云琅叫他看得微虚,心道就不该多嘴帮忙,飞快扯开视线看了看呆若两只木鸡的开封尹与商恪,右手摸了颗飞蝗石,见机行事瞄准了轻轻一弹。

卫准膝弯一麻,腿上瞬间没了力气,一头险些栽倒,被商恪抬手仓促扶住。

卫准是文人,不明就里,只当自己没能站稳,匆匆借力站直:“多谢商兄……”

臂间力道仍在,没有要顺势松手的意思,卫准怔了片刻,迟疑抬头。

商恪静垂着视线,一只手扶着他的手臂,眼底看不出半分神色,骨节绷得泛白。

参知政事找了半晌,没看见半只茶杯,只得接了萧朔倒的一碗茶,抿过两口,叹一声搁在了桌边。

……

云琅仁至义尽,不再多管,向背后拢着的手臂靠了靠,又瞄了一眼萧小王爷。

多说多错,今日怕是来戳小王爷心的。

云琅咳了下,握住萧朔的手,挨个手指慢慢捏遍,在他手心慢慢写着个“鬼”字。

萧朔垂眸,将他那只手拢在掌心,温声道:“求之不得。

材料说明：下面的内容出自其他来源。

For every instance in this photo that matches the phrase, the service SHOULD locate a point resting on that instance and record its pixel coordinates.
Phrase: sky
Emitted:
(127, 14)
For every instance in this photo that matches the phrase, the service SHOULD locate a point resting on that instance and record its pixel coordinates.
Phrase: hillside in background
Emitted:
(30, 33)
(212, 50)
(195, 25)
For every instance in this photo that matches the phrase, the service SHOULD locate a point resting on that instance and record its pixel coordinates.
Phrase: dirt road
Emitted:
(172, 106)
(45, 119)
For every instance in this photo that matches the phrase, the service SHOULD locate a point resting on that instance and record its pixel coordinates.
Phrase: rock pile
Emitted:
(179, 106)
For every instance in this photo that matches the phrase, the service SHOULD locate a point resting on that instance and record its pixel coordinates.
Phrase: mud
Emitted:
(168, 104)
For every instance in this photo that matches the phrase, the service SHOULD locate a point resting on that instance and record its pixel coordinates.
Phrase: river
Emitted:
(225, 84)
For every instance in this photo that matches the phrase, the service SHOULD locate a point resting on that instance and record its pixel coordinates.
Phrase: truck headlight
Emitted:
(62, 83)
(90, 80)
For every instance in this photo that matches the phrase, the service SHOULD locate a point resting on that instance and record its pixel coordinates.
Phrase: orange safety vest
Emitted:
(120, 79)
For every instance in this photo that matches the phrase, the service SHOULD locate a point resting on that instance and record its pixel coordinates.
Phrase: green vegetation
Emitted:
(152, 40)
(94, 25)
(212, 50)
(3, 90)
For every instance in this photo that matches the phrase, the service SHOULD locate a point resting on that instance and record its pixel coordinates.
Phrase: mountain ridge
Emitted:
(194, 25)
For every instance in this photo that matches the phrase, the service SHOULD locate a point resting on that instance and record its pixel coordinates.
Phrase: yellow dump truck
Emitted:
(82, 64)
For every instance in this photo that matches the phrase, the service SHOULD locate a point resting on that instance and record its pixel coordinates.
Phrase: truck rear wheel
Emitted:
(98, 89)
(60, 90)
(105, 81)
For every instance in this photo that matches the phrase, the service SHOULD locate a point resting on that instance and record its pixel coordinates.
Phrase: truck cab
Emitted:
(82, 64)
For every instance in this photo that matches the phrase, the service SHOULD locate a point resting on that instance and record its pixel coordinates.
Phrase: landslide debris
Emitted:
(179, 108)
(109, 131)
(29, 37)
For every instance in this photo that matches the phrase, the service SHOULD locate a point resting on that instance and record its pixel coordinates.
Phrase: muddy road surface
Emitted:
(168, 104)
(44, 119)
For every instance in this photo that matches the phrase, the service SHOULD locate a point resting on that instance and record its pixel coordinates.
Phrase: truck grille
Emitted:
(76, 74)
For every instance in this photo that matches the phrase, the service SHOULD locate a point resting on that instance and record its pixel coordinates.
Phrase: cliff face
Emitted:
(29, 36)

”

云琅不想让他知道的事,他都可以不知道。少将军将这一片心留给他,他珍之重之,不受无益之事纠缠烦搅。

不化清风,不慕明月。

云琅愿意化作冤魂,那也很好。

做个厉鬼朝夕相伴,少将军想吓唬谁,便一起将脑袋藏了,扯出舌头浑身是血地倒挂在人家的门口。

“大理寺之事,我意已决。”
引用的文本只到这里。